Bug in cuda-memcheck?

Hi All,
I have a code with structs in shared memory with member variables initialized in a function called from the main kernel. Regular execution produces no problems, but cuda-memcheck throws an “Address out of bounds error”. If I move the initialization to the main kernel, cuda-memcheck doesn’t complain. Is this a “feature” or a bug or is there something I’m missing?
Below is the simplest reproducible code I could come up with.
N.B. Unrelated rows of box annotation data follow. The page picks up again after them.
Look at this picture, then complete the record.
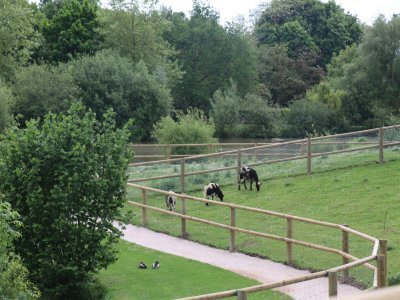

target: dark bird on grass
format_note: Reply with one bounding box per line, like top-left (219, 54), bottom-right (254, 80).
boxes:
top-left (153, 260), bottom-right (160, 269)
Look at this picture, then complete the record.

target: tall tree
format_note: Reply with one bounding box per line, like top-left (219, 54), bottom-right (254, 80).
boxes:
top-left (165, 1), bottom-right (256, 112)
top-left (254, 0), bottom-right (362, 105)
top-left (0, 104), bottom-right (130, 299)
top-left (100, 0), bottom-right (182, 87)
top-left (0, 199), bottom-right (40, 300)
top-left (0, 80), bottom-right (14, 133)
top-left (255, 0), bottom-right (362, 67)
top-left (71, 50), bottom-right (172, 141)
top-left (12, 64), bottom-right (79, 125)
top-left (0, 0), bottom-right (40, 80)
top-left (42, 0), bottom-right (100, 62)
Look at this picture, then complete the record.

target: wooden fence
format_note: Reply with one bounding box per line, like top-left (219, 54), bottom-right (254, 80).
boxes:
top-left (128, 125), bottom-right (400, 193)
top-left (128, 183), bottom-right (388, 300)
I use CUDA 5.0 on a CentOS 6.3 x64 and driver 304.54.
Thanks

//main.cpp
#include “gpu.h”

int main(int argc, char* argv){
run_kernel();
return 0;
}

//gpu.h
#ifndef GPU_H_
#define GPU_H_

void run_kernel();

struct cuda_model{
int size;
};
#endif /* GPU_H_ */

//gpu.cu
#include <stdio.h>
#include “gpu.h”

#define FUNCTION 0 //use 1 to select in-function initialization

device shared cuda_model model;

device void init(cuda_model* model){
if (threadIdx.x == 0){
model->size = 5;
}
__syncthreads();
}

global void compute(){

if (FUNCTION){
    init(&model);
}
else{
    if (threadIdx.x == 0) model.size = 5;
}

}

host void run_kernel(){
compute<<<1,1>>>();
cudaDeviceSynchronize();
}

[sasha@gpudev Debug]$ cuda-memcheck ./Test
========= CUDA-MEMCHECK
========= Invalid global write of size 4
========= at 0x00000088 in /home/sasha/cuda-workspace/Test/Debug/…/gpu.cu:11:init(cuda_model*)
========= by thread (0,0,0) in block (0,0,0)
========= Address 0x01000000 is out of bounds
========= Device Frame:/home/sasha/cuda-workspace/Test/Debug/…/gpu.cu:19:compute(void) (compute(void) : 0x100)
========= Saved host backtrace up to driver entry point at kernel launch time
========= Host Frame:/usr/lib64/libcuda.so (cuLaunchKernel + 0x3dc) [0xc9edc]
========= Host Frame:/usr/local/cuda-5.0/lib64/libcudart.so.5.0 [0x11d54]
========= Host Frame:/usr/local/cuda-5.0/lib64/libcudart.so.5.0 (cudaLaunch + 0x182) [0x38152]
========= Host Frame:./Test [0x92a]
========= Host Frame:./Test [0x9b9]
========= Host Frame:/lib64/libc.so.6 (__libc_start_main + 0xfd) [0x1ecdd]
========= Host Frame:./Test [0x749]

========= Program hit error 4 on CUDA API call to cudaDeviceSynchronize
========= Saved host backtrace up to driver entry point at error
========= Host Frame:/usr/lib64/libcuda.so [0x26a180]
========= Host Frame:/usr/local/cuda-5.0/lib64/libcudart.so.5.0 (cudaDeviceSynchronize + 0x1dd) [0x412dd]
========= Host Frame:./Test [0x9b9]
========= Host Frame:/lib64/libc.so.6 (__libc_start_main + 0xfd) [0x1ecdd]
========= Host Frame:./Test [0x749]

========= ERROR SUMMARY: 2 errors

Hi Shura58. Thanks for reporting this issue. Can you try the latest publicly available driver from www.nvidia.com and see if your issue still presents ? I believe the latest driver for Linux64 is 310.40.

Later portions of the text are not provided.